#' Model-based predictions
#'
#' @description
#' After fitting a model, it is useful generate model-based estimates of the
#' response variables for different combinations of predictor values. Such
#' estimates can be used to make inferences about **relationships** between
#' variables, to make predictions about individual cases, or to compare the
#' **predicted** values against the observed data.
#'
#' The `modelbased` package includes 4 "related" functions, that mostly differ in
#' their default arguments (in particular, `data` and `predict`):
#'
#' - `estimate_prediction(data = NULL, predict = "prediction", ...)`
#' - `estimate_expectation(data = NULL, predict = "expectation", ...)`
#' - `estimate_relation(data = "grid", predict = "expectation", ...)`
#' - `estimate_link(data = "grid", predict = "link", ...)`
#'
#' While they are all based on model-based predictions (using
#' [insight::get_predicted()]), they differ in terms of the **type** of
#' predictions they make by default.

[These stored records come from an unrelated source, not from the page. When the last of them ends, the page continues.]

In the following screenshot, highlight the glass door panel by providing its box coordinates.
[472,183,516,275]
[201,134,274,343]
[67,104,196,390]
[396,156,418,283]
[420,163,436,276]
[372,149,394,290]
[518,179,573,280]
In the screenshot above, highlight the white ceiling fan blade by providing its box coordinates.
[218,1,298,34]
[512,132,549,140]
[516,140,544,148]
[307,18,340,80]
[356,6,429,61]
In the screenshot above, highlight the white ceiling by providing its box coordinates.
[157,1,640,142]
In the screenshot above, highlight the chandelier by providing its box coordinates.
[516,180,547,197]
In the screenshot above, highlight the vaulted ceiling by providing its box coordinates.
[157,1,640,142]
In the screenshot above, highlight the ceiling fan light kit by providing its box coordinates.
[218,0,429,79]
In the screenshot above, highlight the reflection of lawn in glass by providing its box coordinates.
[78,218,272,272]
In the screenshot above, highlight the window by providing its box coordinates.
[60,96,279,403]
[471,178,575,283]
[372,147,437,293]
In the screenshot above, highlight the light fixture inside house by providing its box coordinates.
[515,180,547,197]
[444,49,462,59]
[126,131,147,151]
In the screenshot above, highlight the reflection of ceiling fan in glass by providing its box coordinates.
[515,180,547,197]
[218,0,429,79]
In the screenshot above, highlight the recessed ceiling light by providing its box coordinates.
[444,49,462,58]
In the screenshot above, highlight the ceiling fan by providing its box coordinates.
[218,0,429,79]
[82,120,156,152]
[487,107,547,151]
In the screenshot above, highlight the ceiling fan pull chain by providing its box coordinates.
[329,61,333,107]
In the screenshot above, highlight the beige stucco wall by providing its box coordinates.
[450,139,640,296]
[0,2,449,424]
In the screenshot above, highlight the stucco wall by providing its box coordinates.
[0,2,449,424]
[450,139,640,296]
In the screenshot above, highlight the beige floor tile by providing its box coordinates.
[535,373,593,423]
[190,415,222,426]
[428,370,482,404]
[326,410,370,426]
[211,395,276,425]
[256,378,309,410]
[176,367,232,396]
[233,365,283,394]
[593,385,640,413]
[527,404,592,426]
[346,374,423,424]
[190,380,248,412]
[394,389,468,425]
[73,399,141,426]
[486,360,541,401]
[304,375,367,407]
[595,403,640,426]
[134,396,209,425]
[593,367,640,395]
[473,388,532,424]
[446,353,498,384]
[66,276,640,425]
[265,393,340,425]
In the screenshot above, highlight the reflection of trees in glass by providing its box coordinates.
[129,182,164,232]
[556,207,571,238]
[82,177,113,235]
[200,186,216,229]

For instance, `estimate_prediction()` and
#' `estimate_expectation()` return predictions for the original data used to fit
#' the model, while `estimate_relation()` and `estimate_link()` return
#' predictions on a [insight::get_datagrid()]. Similarly, `estimate_link`
#' returns predictions on the link scale, while the others return predictions on
#' the response scale. Note that the relevance of these differences depends on
#' the model family (for instance, for linear models, `estimate_relation` is
#' equivalent to `estimate_link()`, since there is no difference between the
#' link-scale and the response scale).
#'
#' Note that you can run [`plot()`][visualisation_recipe.estimate_predicted] on
#' the output of these functions to get some visual insights (see the
#' [plotting examples][visualisation_recipe.estimate_predicted]).
#'
#' See the **details** section below for details about the different possibilities.
#'
#' @section Expected (average) values:
#'
#' The most important way that various types of response estimates differ is in
#' terms of what quantity is being estimated and the meaning of the uncertainty
#' intervals. The major choices are **expected values** for uncertainty in the
#' regression line and **predicted values** for uncertainty in the individual
#' case predictions.
#'
#' **Expected values** refer to the fitted regression line - the estimated
#' *average* response value (i.e., the "expectation") for individuals with
#' specific predictor values. For example, in a linear model *y* = 2 + 3*x* +
#' 4*z* + *e*, the estimated average *y* for individuals with *x* = 1 and *z* =
#' 2 is 11.
#'
#' For expected values, uncertainty intervals refer to uncertainty in the
#' estimated **conditional average** (where might the true regression line
#' actually fall)? Uncertainty intervals for expected values are also called
#' "confidence intervals".
#'
#' Expected values and their uncertainty intervals are useful for describing the
#' relationship between variables and for describing how precisely a model has
#' been estimated.
#'
#' For generalized linear models, expected values are reported on one of two scales:
#'
#' - The **link scale** refers to scale of the fitted regression line, after
#' transformation by the link function. For example, for a logistic regression
#' (logit binomial) model, the link scale gives expected log-odds. For a
#' log-link Poisson model, the link scale gives the expected log-count.
#'
#' - The **response scale** refers to the original scale of the response
#' variable (i.e., without any link function transformation). Expected values
#' on the link scale are back-transformed to the original response variable
#' metric (e.g., expected probabilities for binomial models, expected counts
#' for Poisson models).
#'
#'
#' @section Individual case predictions:
#'
#' In contrast to expected values, **predicted values** refer to predictions for
#' **individual cases**. Predicted values are also called "posterior
#' predictions" or "posterior predictive draws".
#'
#' For predicted values, uncertainty intervals refer to uncertainty in the
#' **individual response values for each case** (where might any single case
#' actually fall)? Uncertainty intervals for predicted values are also called
#' "prediction intervals" or "posterior predictive intervals".
#'
#' Predicted values and their uncertainty intervals are useful for forecasting
#' the range of values that might be observed in new data, for making decisions
#' about individual cases, and for checking if model predictions are reasonable
#' ("posterior predictive checks").
#'
#' Predicted values and intervals are always on the scale of the original
#' response variable (not the link scale).
#'
#'
#' @section Functions for estimating predicted values and uncertainty:
#'
#' *modelbased* provides 4 functions for generating model-based response
#' estimates and their uncertainty:
#'
#' - **`estimate_expectation()`**:
#' - Generates **expected values** (conditional average) on the **response scale**.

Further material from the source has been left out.